Alegre, el niño volvió corriendo a la casa. Cuál no fue su sorpresa cuando, al llegar, uno de sus parientes le dijo:

– El servicio terminó. ¿Dónde está la comida?

– Pero el Señor se la ha comido -respondió, sorprendido, el pequeño.

Todos se mostraron asombrados.

– ¿Qué es lo que estás diciendo? Repítelo, pues no te oímos bien.

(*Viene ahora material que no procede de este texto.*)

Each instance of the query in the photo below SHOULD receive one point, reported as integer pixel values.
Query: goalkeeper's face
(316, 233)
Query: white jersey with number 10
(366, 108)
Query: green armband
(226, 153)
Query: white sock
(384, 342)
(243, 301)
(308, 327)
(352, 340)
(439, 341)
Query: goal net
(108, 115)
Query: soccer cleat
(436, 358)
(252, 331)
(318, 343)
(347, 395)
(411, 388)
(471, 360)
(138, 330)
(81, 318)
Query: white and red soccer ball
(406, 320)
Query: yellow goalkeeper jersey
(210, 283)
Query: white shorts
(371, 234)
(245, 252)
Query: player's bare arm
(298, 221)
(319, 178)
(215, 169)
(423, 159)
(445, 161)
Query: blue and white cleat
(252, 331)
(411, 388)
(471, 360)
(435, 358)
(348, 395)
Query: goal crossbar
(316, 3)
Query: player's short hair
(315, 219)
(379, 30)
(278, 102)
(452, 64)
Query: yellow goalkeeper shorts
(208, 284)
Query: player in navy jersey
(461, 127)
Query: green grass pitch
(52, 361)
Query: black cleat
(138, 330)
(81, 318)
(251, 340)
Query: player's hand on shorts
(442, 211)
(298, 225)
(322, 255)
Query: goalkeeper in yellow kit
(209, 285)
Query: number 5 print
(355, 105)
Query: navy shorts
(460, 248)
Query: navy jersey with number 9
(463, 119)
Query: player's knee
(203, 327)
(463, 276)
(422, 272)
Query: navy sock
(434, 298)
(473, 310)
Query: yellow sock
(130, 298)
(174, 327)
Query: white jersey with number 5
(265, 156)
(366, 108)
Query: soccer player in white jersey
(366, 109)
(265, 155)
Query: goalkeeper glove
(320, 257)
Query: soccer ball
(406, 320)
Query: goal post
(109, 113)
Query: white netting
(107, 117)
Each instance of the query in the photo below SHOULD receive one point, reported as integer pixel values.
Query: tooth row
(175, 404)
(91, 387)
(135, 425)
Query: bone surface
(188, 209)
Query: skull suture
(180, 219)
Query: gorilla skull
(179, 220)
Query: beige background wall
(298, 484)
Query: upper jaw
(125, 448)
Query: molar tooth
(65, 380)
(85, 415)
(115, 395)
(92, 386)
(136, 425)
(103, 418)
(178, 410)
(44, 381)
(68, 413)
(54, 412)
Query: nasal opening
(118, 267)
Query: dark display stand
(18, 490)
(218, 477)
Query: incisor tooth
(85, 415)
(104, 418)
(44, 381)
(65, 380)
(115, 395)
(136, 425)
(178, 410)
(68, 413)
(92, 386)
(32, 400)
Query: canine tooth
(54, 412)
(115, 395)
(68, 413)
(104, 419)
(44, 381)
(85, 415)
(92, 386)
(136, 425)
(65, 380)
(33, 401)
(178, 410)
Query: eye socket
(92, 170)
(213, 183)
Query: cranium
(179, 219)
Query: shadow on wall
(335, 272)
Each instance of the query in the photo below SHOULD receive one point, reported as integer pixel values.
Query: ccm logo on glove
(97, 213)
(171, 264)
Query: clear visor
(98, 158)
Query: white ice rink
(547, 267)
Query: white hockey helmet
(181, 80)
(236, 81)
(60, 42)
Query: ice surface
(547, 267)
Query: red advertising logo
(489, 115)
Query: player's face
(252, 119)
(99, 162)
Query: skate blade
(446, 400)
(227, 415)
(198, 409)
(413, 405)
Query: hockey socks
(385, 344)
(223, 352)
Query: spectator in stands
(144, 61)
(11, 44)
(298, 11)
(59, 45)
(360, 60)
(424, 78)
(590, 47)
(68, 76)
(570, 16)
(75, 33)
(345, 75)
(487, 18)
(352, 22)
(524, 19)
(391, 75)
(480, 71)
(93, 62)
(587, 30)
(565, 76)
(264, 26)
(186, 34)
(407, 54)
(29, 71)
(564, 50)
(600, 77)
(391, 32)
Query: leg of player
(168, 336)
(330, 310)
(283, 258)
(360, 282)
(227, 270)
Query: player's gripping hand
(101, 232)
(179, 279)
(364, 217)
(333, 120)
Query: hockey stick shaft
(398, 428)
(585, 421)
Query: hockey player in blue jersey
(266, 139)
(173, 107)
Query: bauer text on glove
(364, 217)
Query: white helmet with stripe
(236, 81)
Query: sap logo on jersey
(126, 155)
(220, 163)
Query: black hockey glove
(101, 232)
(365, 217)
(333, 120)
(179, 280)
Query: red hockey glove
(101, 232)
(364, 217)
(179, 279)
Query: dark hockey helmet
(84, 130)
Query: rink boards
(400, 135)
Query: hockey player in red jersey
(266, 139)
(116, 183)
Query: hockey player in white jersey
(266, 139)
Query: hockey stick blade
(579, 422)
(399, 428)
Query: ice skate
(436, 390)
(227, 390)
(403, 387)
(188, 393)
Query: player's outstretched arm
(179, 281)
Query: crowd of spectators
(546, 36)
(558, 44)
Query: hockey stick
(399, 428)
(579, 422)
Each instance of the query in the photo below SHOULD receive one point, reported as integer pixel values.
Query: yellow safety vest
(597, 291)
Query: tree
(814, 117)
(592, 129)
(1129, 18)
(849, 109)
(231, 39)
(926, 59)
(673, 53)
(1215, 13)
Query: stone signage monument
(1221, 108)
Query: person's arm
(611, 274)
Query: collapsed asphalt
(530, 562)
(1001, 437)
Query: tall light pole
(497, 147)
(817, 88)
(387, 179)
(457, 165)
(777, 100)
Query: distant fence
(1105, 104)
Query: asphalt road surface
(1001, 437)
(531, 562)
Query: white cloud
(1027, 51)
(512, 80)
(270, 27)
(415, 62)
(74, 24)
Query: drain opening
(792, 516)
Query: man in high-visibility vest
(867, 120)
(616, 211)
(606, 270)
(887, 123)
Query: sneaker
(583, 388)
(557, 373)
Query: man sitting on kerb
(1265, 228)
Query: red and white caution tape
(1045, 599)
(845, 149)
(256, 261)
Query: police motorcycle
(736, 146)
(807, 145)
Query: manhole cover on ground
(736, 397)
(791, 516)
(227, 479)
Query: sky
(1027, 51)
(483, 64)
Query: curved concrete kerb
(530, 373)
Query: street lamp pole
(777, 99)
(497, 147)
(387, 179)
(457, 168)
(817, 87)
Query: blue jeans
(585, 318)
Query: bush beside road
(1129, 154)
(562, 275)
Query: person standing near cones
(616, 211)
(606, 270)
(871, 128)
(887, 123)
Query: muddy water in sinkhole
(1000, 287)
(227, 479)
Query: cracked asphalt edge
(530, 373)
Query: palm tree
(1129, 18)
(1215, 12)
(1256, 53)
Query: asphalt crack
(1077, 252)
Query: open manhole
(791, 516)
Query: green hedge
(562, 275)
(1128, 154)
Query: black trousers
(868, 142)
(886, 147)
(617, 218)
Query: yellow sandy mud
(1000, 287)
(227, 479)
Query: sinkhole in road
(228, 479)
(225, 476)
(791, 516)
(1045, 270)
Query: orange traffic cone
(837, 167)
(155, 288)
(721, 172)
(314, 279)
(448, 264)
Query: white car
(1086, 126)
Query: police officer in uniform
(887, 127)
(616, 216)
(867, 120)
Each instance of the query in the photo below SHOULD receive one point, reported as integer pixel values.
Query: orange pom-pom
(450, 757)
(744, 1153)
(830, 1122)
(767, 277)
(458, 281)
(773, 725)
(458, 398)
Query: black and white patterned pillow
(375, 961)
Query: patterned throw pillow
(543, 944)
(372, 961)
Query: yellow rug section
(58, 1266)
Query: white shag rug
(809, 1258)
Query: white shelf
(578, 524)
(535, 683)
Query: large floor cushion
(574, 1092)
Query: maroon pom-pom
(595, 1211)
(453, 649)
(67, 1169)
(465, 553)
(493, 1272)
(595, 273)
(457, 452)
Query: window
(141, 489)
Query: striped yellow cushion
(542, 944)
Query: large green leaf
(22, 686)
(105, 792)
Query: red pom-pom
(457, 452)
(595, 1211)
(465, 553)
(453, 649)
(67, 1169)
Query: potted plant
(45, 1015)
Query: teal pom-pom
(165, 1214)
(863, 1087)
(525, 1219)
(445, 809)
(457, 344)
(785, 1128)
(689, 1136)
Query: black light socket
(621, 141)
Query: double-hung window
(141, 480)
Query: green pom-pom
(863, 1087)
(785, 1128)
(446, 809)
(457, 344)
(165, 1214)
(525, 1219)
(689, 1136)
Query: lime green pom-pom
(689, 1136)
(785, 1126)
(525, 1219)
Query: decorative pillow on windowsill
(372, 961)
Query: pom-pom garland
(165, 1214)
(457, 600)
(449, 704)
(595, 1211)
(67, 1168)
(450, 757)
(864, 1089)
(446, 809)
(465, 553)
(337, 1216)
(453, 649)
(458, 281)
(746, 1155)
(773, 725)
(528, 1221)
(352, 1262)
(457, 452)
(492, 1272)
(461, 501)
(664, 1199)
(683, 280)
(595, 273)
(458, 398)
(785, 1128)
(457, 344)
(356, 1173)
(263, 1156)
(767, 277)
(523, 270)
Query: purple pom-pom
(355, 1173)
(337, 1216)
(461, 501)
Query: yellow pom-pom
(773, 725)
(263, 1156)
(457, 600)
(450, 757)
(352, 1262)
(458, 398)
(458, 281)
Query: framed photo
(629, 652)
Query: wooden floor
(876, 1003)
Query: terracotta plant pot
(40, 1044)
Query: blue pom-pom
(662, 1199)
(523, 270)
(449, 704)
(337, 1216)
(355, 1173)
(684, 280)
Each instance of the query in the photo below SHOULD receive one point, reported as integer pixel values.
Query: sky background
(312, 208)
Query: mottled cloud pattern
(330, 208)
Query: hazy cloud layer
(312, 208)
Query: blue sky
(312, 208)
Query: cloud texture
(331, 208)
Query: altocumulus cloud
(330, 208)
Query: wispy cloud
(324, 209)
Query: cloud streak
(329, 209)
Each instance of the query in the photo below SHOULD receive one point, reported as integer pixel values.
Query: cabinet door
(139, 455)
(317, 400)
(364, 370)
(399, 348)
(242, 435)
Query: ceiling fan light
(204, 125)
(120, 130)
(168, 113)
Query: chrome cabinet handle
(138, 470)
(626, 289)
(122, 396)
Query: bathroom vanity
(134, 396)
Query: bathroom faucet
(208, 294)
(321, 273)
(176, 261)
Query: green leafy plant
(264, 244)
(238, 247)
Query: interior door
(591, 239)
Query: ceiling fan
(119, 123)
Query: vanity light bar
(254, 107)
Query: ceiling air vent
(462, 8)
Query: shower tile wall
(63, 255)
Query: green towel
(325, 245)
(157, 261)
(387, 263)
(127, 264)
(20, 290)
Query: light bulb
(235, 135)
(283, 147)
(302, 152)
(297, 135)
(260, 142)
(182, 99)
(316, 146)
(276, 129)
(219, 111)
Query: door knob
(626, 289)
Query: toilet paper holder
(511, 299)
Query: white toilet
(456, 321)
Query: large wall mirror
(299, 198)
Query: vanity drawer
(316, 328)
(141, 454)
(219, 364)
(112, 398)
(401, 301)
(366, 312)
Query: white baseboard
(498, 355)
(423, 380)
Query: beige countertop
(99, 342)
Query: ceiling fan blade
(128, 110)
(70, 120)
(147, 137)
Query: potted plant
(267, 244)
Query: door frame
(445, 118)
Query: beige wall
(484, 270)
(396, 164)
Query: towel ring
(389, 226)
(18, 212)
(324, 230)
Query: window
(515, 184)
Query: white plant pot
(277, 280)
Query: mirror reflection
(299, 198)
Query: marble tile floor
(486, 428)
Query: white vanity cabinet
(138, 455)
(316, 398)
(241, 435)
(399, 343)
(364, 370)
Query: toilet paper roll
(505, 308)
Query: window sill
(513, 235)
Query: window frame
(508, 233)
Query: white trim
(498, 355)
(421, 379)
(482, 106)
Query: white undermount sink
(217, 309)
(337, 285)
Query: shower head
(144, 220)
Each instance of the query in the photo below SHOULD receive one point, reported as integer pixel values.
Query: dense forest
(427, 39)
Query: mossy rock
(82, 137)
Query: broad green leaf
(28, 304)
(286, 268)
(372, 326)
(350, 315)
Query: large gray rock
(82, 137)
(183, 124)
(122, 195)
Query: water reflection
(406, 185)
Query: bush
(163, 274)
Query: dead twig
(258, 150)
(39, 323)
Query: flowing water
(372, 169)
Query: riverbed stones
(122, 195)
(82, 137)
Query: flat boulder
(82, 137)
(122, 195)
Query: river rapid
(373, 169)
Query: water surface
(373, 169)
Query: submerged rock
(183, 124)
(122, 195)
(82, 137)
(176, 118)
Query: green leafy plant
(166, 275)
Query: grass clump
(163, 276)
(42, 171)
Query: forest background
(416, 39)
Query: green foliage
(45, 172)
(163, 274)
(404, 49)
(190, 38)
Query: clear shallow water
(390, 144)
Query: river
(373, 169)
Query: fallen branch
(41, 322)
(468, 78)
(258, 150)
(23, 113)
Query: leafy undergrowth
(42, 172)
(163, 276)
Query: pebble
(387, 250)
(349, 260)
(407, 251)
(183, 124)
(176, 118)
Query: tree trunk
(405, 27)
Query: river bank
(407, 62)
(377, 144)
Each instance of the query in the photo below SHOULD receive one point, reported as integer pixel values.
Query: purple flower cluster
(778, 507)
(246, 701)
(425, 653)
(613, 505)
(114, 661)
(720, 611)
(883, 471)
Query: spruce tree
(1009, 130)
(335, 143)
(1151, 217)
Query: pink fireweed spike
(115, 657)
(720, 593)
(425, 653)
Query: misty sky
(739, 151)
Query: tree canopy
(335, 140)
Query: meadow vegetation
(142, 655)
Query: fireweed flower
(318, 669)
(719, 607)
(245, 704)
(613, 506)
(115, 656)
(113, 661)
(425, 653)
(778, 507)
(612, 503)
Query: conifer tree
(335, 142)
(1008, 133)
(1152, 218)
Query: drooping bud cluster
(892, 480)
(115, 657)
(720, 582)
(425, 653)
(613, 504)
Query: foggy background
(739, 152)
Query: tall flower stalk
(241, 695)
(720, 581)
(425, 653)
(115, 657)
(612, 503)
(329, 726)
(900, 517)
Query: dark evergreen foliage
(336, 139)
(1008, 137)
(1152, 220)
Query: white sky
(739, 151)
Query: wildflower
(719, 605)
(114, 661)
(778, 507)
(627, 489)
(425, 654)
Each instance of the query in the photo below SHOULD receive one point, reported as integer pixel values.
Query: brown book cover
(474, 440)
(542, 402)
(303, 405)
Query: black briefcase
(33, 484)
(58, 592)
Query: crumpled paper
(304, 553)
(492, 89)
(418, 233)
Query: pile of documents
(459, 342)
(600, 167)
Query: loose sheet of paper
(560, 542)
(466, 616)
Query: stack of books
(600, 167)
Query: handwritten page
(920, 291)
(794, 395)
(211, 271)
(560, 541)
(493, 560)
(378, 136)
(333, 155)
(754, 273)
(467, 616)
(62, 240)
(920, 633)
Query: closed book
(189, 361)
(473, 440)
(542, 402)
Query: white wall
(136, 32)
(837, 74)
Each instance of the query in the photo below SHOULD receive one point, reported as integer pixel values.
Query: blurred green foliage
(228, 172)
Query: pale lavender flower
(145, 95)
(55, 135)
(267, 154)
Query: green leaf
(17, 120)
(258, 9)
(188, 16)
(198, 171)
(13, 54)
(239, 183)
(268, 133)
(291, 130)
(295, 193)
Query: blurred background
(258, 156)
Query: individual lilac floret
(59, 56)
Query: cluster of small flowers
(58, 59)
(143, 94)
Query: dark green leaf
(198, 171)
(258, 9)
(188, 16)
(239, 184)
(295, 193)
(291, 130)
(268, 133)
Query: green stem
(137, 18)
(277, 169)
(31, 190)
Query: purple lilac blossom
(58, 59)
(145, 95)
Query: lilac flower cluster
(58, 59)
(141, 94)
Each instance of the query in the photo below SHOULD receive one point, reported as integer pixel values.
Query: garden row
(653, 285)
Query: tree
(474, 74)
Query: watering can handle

El niño respondió, con toda naturalidad e inocencia:

– El Señor se comió todo lo que le ofrecí.

– ¡No es posible! -dijo un tío. -Tu padre te lo dijo sólo para que observaras si Ella comía. Todos nosotros sabemos que este es un acto meramente simbólico. Debes haberte robado la comida.